[PATCH] microoptimize by trying to avoid locking a locked mutex
Mateusz Guzik
mjguzik at gmail.com
Fri Nov 6 00:55:29 UTC 2015
On Thu, Nov 05, 2015 at 04:35:22PM -0700, Ian Lepore wrote:
> On Thu, 2015-11-05 at 14:19 -0800, John Baldwin wrote:
> > On Thursday, November 05, 2015 01:45:19 PM Adrian Chadd wrote:
> > > On 5 November 2015 at 11:26, Mateusz Guzik <mjguzik at gmail.com>
> > > wrote:
> > > > On Thu, Nov 05, 2015 at 11:04:13AM -0800, John Baldwin wrote:
> > > > > On Thursday, November 05, 2015 04:26:28 PM Konstantin Belousov
> > > > > wrote:
> > > > > > On Thu, Nov 05, 2015 at 12:32:18AM +0100, Mateusz Guzik
> > > > > > wrote:
> > > > > > > mtx_lock will unconditionally try to grab the lock and if
> > > > > > > that fails,
> > > > > > > will call __mtx_lock_sleep which will immediately try to do
> > > > > > > the same
> > > > > > > atomic op again.
> > > > > > >
> > > > > > > So, the obvious microoptimization is to check the state in
> > > > > > > __mtx_lock_sleep and avoid the operation if the lock is not
> > > > > > > free.
> > > > > > >
> > > > > > > This gives me ~40% speedup in a microbenchmark of 40 find
> > > > > > > processes
> > > > > > > traversing tmpfs and contending on mount mtx (only used as
> > > > > > > an easy
> > > > > > > benchmark, I have WIP patches to get rid of it).
> > > > > > >
> > > > > > > Second part of the patch is optional and just checks the
> > > > > > > state of the
> > > > > > > lock prior to doing any atomic operations, but it gives a
> > > > > > > very modest
> > > > > > > speed up when applied on top of the __mtx_lock_sleep
> > > > > > > change. As such,
> > > > > > > I'm not going to defend this part.

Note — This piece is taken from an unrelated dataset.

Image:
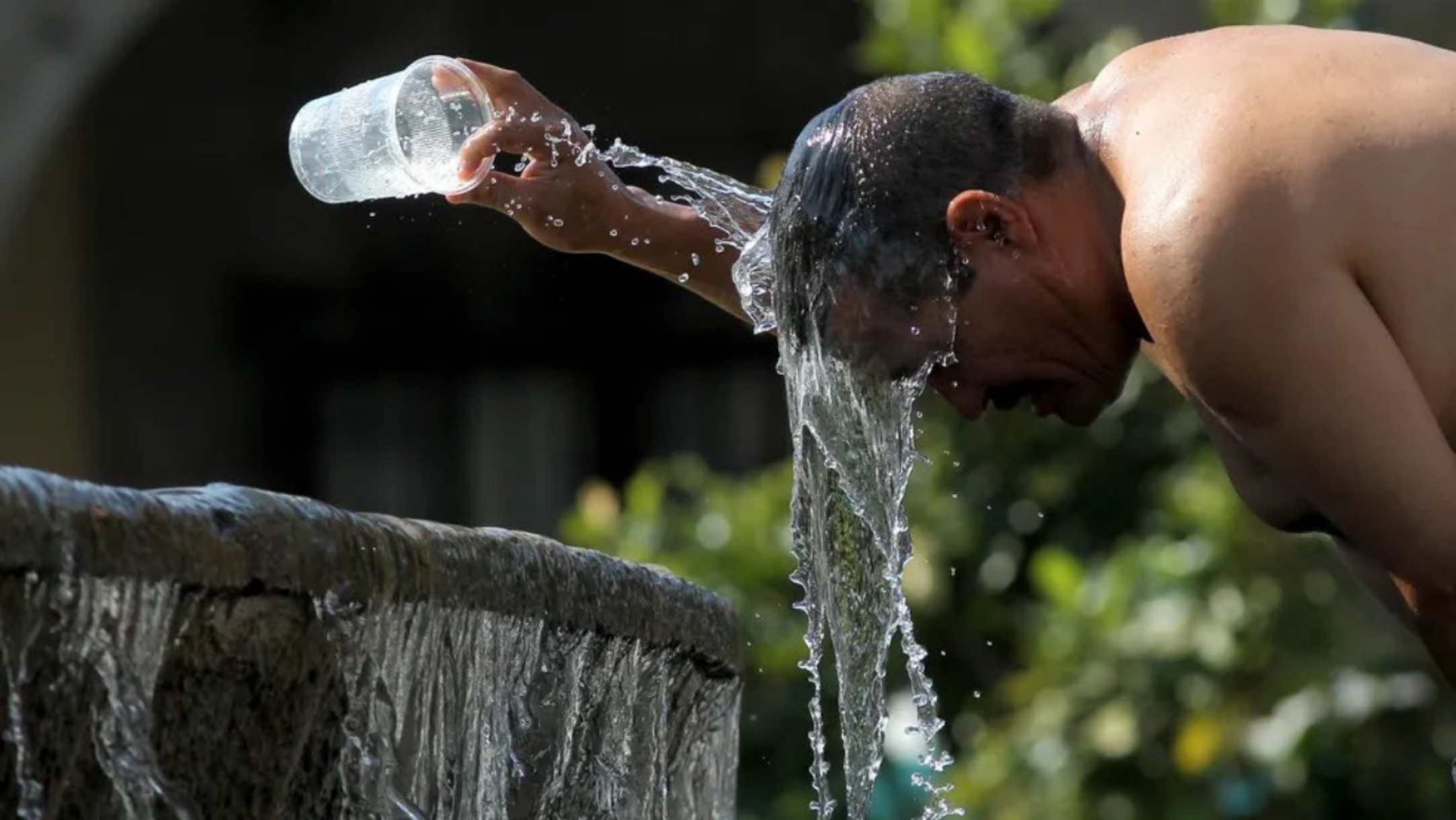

> > > > > > Shouldn't the same consideration applied to all spinning
> > > > > > loops, i.e.
> > > > > > also to the spin/thread mutexes, and to the spinning parts of
> > > > > > sx and
> > > > > > lockmgr ?
> > > > >
> > > > > I agree. I think both changes are good and worth doing in our
> > > > > other
> > > > > primitives.
> > > > >
> > > >
> > > > I glanced over e.g. rw_rlock and it did not have the issue, now
> > > > that I
> > > > see _sx_xlock_hard it wuld indeed use fixing.
> > > >
> > > > Expect a patch in few h for all primitives I'll find. I'll stress
> > > > test
> > > > the kernel, but it is unlikely I'll do microbenchmarks for
> > > > remaining
> > > > primitives.
> > >
> > > Is this stuff you're proposing still valid for non-x86 platforms?
> >
> > Yes. It just does a read before trying the atomic compare and swap
> > and
> > falls through to the hard case as if the atomic op failed if the
> > result
> > of the read would result in a compare failure.
> >
>
> The atomic ops include barriers, the new pre-read of the variable
> doesn't. Will that cause problems, especially for code inside a loop
> where the compiler may decide to shuffle things around?
>
Lock value is volatile, so the compiler should not screw us up. I removed
the store to the variable due to a different concern. In worst case we
would have slept instead of spinning. (see below)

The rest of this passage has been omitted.